Tampoco faltan los que al ver que muchos que han sido educados cristianamente abandonan con facilidad la fe, se preguntan si no es mejor ser más exigentes antes de bautizar a los niños. Piensan que mientras no se pueda obtener un compromiso personal, es mejor dilatar el bautismo, aunque ello signifique esperar a la edad adulta.

Para reflexionar y profundizar en este este tema conviene examinar una Instrucción sobre el bautismo de los niños, dada por la Congregación para la Doctrina de la Fe (20.X.1980) en la que se lee: 

4. Tanto en Oriente como en Occidente, la praxis de bautizar a los niños es considerada como una norma de tradición inmemorial. Orígenes, y más tarde San Agustín, ven en ella una «tradición recibida de los Apóstoles». Cuando en el siglo II aparecen los primeros testimonios directos, ninguno de ellos presenta jamás el bautismo de los niños como una innovación. San Ireneo, en particular, considera obvia la presencia entre los bautizados «de niños pequeños y de infantes», al lado de adolescentes, de jóvenes y de personas adultas. El más antiguo ritual conocido, que describe al principio del siglo III la Tradición Apostólica, contiene la prescripción siguiente: «Se bautizará en primer lugar a los niños; todos los que pueden hablar solos, que hablen; por los que no pueden hacerlo, que hablen sus padres, o alguno de su familia». San Cipriano, en un Sínodo de Obispos Africanos, afirmaba «que no se puede negar la misericordia y la gracia de Dios a ningún hombre que viene a la existencia»; y el mismo Sínodo, invocando la «igualdad espiritual» de todos los hombres «de cualquier estatura y edad», decretó que se podían bautizar los niños «a partir del segundo o tercer día del nacimiento».
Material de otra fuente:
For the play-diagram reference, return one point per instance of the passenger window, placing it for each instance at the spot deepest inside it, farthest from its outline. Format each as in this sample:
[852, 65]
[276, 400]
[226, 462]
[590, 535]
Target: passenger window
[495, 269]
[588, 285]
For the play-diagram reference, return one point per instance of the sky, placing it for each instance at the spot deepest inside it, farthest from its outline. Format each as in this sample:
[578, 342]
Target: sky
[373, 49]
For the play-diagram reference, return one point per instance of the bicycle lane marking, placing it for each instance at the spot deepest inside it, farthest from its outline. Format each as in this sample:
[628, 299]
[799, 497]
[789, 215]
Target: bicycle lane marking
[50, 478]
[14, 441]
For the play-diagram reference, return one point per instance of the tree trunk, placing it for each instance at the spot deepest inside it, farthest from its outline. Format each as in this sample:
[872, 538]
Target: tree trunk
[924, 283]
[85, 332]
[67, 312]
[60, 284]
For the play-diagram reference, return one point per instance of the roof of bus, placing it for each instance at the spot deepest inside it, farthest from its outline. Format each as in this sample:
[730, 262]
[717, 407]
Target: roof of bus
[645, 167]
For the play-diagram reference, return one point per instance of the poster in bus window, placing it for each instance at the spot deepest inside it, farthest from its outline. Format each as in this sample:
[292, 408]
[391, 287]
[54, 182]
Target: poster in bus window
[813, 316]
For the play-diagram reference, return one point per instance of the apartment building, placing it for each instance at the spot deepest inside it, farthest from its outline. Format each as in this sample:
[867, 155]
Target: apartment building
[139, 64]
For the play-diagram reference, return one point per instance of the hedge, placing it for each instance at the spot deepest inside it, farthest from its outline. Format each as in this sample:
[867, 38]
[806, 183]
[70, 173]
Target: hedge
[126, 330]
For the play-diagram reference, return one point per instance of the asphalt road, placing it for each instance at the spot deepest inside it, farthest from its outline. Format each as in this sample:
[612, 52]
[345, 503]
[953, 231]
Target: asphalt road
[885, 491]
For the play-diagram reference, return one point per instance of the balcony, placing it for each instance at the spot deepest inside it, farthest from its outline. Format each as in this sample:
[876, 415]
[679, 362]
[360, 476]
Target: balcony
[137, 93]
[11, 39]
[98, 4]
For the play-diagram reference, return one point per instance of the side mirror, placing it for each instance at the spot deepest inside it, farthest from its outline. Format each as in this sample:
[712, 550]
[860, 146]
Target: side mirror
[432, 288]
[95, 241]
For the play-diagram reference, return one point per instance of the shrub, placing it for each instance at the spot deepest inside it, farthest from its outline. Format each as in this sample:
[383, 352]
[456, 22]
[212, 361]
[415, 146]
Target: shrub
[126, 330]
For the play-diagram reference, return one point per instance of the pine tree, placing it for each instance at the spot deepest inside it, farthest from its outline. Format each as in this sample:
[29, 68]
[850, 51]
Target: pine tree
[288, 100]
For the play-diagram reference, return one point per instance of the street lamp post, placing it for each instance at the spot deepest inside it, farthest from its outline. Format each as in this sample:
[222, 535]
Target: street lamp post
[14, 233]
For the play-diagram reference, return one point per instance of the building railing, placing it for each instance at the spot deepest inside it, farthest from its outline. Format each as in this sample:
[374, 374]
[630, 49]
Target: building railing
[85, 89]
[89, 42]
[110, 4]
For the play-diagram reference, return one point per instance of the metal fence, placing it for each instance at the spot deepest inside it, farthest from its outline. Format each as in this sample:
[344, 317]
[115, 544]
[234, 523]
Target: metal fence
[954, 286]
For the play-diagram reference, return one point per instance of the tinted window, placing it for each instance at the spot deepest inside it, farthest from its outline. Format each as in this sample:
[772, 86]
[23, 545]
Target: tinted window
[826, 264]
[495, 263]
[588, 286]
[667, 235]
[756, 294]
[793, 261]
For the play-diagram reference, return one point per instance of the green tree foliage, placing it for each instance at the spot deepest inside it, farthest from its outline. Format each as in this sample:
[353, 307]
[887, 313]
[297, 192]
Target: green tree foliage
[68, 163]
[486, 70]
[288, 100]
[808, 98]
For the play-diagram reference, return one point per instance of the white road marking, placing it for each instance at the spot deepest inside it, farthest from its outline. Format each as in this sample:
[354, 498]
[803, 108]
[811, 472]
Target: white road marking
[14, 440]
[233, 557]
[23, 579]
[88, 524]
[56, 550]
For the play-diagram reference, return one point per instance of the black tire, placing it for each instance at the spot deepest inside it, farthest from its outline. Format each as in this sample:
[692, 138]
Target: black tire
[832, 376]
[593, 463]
La Iglesia, consciente de la necesidad de administrar prontamente este sacramento de iniciación de la vida cristiana, contempla varias posibilidades. Son ministros ordinarios del Bautismo el obispo y el presbítero y, en la Iglesia latina, también el diácono. En caso de necesidad, cualquier persona, incluso no bautizada, puede bautizar si tiene la intención requerida y utiliza la fórmula bautismal trinitaria. La intención requerida consiste en querer hacer lo que hace la Iglesia al bautizar. La Iglesia ve la razón de esta posibilidad en la voluntad salvífica universal de Dios y en la necesidad del Bautismo para la salvación (CIC 1256).

Pidamos a la Santísima Trinidad que de luces de entendimiento a los padres, para que con toda prontitud pidan a la Iglesia la gracia bautismal que todo niño necesita.